Paul
Goble
Staunton, February 12 – Just as they
did three years ago when Russian President Vladimir Putin named now ousted
Magomedsalam Magomedov to head Daghestan, residents of that North Caucasus
republic are using the uncertainties of the transition to his successor,
Ramazan Abdulatipov, to pressure both Moscow and Makhachakala to change course.
On Saturday,
Muslims in the Daghestani capital assembled to complain about what has been
going on in their republic and in Moscow and to demand that the ban on the
hijab be lifted, that mosques be built in Moscow, and that the arbitrary
behavior of the authorities at both levels be ended (ru-politics.livejournal.com/44975537.html, www.kavkaz-uzel.ru/articles/219880/, and www.kavkaz-uzel.ru/articles/219846/).
And then on Sunday, in what may be a more fateful development, the Kumyks, the third
largest nation in Daghestan, met in Pyatigorsk to set up an all-Russian
organization, to demand Makhachkala end its anti-Kumyk policy, and to press
Moscow to restore their national territory (www.kavkaz-uzel.ru/articles/219973/ and www.kavkaz-uzel.ru/articles/219899/
The Saturday
meeting, which organizers said had attracted Muslims from the mosques of the Daghestani
capital, denounced the actions of both Makhachakala and Moscow, arguing that officials
were not allowing the building of mosques where they were needed, were banning
books of Islamic scholars, and were keeping Muslim girls out of school by
banning the hijab.
In addition,
speakers at the session reported about kidnappings and killings in Daghestan by
the Russian force structures and local police and demanded that Moscow
intervene to ensure that the provisions of the Russian Federation Constitution
and Russian laws were enforced in the North Caucasus.

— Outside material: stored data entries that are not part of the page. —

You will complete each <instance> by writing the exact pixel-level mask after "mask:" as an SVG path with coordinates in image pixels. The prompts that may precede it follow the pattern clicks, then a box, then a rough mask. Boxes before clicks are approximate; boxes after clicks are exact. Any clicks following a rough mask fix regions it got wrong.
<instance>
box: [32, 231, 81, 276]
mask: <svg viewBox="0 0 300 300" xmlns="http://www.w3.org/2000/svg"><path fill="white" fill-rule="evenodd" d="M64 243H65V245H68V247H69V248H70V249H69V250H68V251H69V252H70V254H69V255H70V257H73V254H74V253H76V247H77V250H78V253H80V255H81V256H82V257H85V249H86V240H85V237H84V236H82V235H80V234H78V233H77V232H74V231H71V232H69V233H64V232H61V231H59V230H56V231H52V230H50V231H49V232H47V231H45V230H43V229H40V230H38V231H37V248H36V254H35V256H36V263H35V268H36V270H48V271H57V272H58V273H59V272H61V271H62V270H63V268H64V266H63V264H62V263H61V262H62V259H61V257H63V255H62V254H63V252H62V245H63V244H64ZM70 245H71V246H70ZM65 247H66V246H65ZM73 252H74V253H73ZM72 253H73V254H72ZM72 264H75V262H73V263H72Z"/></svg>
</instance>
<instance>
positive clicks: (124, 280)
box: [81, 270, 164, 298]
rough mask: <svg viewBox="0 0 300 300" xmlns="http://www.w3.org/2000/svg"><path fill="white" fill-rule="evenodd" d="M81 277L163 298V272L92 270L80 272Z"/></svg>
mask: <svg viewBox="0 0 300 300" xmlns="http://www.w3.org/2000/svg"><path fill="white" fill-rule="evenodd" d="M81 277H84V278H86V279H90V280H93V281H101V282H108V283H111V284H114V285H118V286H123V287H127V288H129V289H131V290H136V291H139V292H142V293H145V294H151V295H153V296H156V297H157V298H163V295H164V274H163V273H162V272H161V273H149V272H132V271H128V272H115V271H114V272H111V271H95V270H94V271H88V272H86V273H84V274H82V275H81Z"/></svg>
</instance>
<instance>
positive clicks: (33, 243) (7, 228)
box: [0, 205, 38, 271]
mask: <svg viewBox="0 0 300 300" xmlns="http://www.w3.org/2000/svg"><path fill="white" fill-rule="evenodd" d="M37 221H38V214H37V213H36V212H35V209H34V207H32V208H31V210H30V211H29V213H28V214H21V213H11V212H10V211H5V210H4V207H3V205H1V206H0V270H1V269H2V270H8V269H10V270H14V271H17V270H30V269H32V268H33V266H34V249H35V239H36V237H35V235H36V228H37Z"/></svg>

While the meeting organizers
welcomed the change of leadership in Makhachkala – they said they received
permission to stage the demonstration “only after” Magomedov was removed, they
said that they expected Abdulatipov to change course and protect the rights of
Daghestanis both in Daghestan and in the Russian Federation as a whole.
Meanwhile, members of the Kumyk
nationality took advantage of the interregnum period to press their case. Last week, members of that community announced
that they had collected more than 4200 signatures on a petition to President
Vladimir Putin calling on him to restore the Tarkin district in Daghestan.
They said such a step was necessary
because otherwise the Kumyks, whom they said were “third in number and one of
the state-forming peoples of Daghestan,” would not be able to defend their
rights. Under existing law, the three
villages where they live do not have the right to form their own
self-administration and protect their lands against other nationalities.
(The Kumyks’ problems have attracted
the attention of the International Crisis Group which in its recent report on
the North Caucasus noted that other nationalities by moving from the mountains
into the valleys were threatening the traditional homeland of the Kumyks and sparking
potentially explosive tensions (www.crisisgroup.org/en/publication-type/media-releases/2012/europe/troubled-north-caucasus-the-challenges-of-integration.aspx).
But
a more dramatic development was the establishment in Pyatigorsk of the Congress
of Kumyk Communities of Russia on Monday.
Some 375 delegates from Daghestan, Chechnya and North Osetia met to
discuss their common problems and adopted a resolution calling on President
Putin to dispatch a commission to Daghestan to investigate conditions there.
There
are slightly more than 500,000 Kumyks in the Russian Federation, of whom
460,000 live in the North Caucasus, mostly in Daghestan. A serious problem is
that many of the members of this community who live in Siberia or elsewhere
would like to return but cannot because there is no land or structure for them
to settle in, delegates said.
They
added that they consider that Abdulatipov, for all his promises is “continuing ‘the
anti-Kumyk policy’ of the preceding decades.” His suggestion that “there are no
ethnic lands” inside Daghestan, while it may appeal to Moscow, ignores the
realities on the ground there and becomes the basis for more conflicts.”
Moscow
and Makhachakala must restore some form of self-administration for the Kumyks
if that nationality is to flourish, but experts with whom Kavkaz-Uzel’s
journalists talked felt that neither the center nor the republic could go very
far in that direction because any concessions to the Kumyks would require
taking resources from other ethnic groups.